Série Japan Data
Le Japon peut-il remédier à son faible taux de natalité ?
[04.11.2015] Autres langues : ENGLISH | 日本語 | 简体字 | 繁體字 | ESPAÑOL | العربية | Русский |

La dénatalité est un enjeu commun à beaucoup de pays d’Europe, d’Amérique du Nord et d’Asie de l’Est. Le Japon, qui connaît un fort déclin démographique, ne fait pas exception. La baisse du nombre d’enfants pose un grave problème pour la santé économique et sociale du pays. Pour y pallier, le gouvernement veut rehausser l’indice synthétique de fécondité à 1,8.

Plus que 97 millions de Japonais en 2050

Parmi les nombreuses prédictions économiques sur le Japon, les plus fiables sont probablement les projections de population. Selon celles de l’Institut national de recherches sur la population et la sécurité sociale, qui se fonde sur les recensements nationaux effectués tous les cinq ans, le pic démographique du Japon a été atteint en 2010 avec 128 millions de recensés, puis a depuis baissé progressivement. La population devrait diminuer de 20 millions de personnes en 2040 pour n’en compter que 107,3 millions. Le ministère du Territoire, des Infrastructures, des Transports et du Tourisme (MLIT) estime que le Japon passera sous la barre des 100 millions de recensés en 2050.

Même à court terme, l’impact du déclin démographique menace la société japonaise de diverses façons. La diminution de la population active (15 à 64 ans) entraînera une baisse du taux de croissance potentielle et du produit intérieur brut. Il deviendra difficile de maintenir le système de retraite ainsi que d’autres services de protection sociale, ce qui constitue une menace pour le niveau de vie général du Japon. D’après certains rapport, le dépeuplement et la dénatalité qui affectent les zones rurales mettent en danger l’existence même de certaines municipalités.

La clé pour contrer ces problèmes est la relance de la natalité. L’indice synthétique de fécondité (ISF)(*1) du Japon était de 1,43 en 2013. L’indice requis pour maintenir une population est de 2,7 à 2,8, le seuil de remplacement des générations.(*2)  En dessous de ce seuil, la population diminue.

Au plus bas en 2005 avec un indice à 1,26

En observant la progression de l’ISF après la fin de la Seconde Guerre mondiale, on s’aperçoit qu’il n’a fait que baisser progressivement année après année. On peut voir sur le graphique ci-dessous que 1966 à été une année à part avec une baisse subite à 1,58. Cela représente une réduction de 25 % par rapport à l’année précédente. Cela était dû au fait que 1966 a été « l’année du cheval de feu».(*3) Les Japonais ont donc évité de faire des enfants cette année-là.

Mais c’est 1989 qui a vraiment inquiété les spécialistes : l’indice a chuté à 1,57, en dessous du précédent record de 1966. On a même parlé du « choc 1,57 ». Les chiffres ont continué à baisser les années suivantes, touchant le fond en 2005 avec un indice à 1,26. Bien que les chiffres se soient faiblement améliorés depuis, rien ne semble pouvoir freiner la diminution des naissances.

Les causes de la dénatalité sont multiples. Le MLIT cite par exemple l’augmentation des frais d’accouchement puis d’éducation des enfants. Il explique aussi que l’amélioration des conditions de travail des femmes grâce à la promulgation de la loi pour l’égalité homme-femme des chances d’emploi de 1986 a freiné le taux de fécondité. Généralement, on considère que la dénatalité est le fruit de facteurs tels que les mariages de plus en plus tardifs, l’accroissement de la population célibataire, l’augmentation du nombre de femmes diplômées, la détérioration de la conjoncture ou encore les changements de l’environnement social et de l’habitat.
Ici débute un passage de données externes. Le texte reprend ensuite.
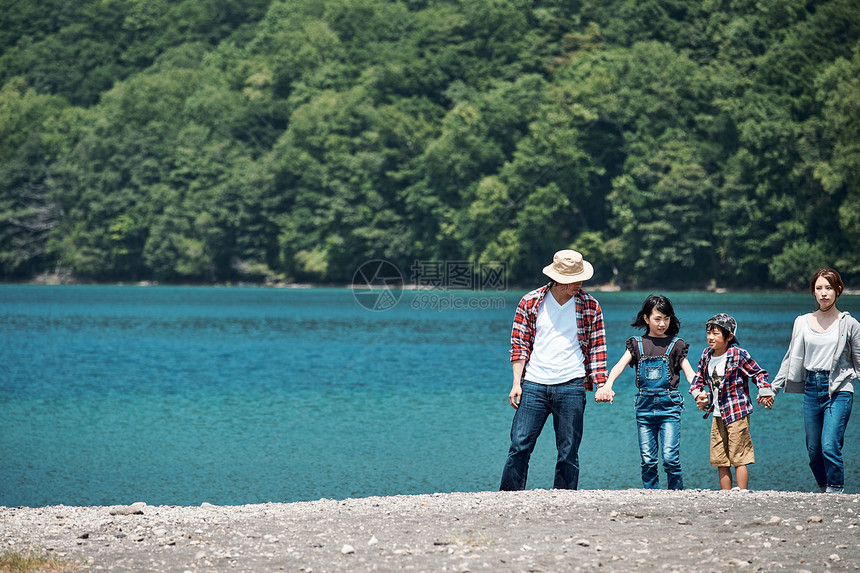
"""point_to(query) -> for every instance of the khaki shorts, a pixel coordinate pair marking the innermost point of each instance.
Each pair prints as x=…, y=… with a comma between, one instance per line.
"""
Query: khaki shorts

Bien que l’État ait pris des mesures pour inverser la tendance, elles ne sont pas suffisamment drastiques pour remédier à ces problèmes.

(*1) ^ Indice synthétique de fécondité : calculé en combinant les taux de fécondité par âge des femmes en âge de procréer (15 à 49 ans), il indique le nombre moyen d’enfants qu’une femme a au cours de sa vie. Par contraste, le « taux brut de natalité » représente le nombre de naissances pour 1000 personnes sur une année. Il indique le ratio des naissances sur l’année par rapport à la population en milieu d’année.
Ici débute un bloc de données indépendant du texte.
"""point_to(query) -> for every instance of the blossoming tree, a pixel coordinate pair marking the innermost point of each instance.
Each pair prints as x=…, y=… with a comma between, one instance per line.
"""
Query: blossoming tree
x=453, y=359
(*2) ^ Seuil de remplacement des générations : l’indice nécessaire pour que la population actuelle puisse se maintenir. Selon les statistiques de 2013 de l’institut national de recherches sur la population et la sécurité sociale, il était de de 2,07 en 2010 au Japon.

(*3) ^ « L’année du cheval de feu » se produit une fois tous les 60 ans. Une superstition datant de l’époque d’Edo (1603-1868) veut que les filles nées cette année auront un tempérament rude qui raccourcit la vie de leurs maris.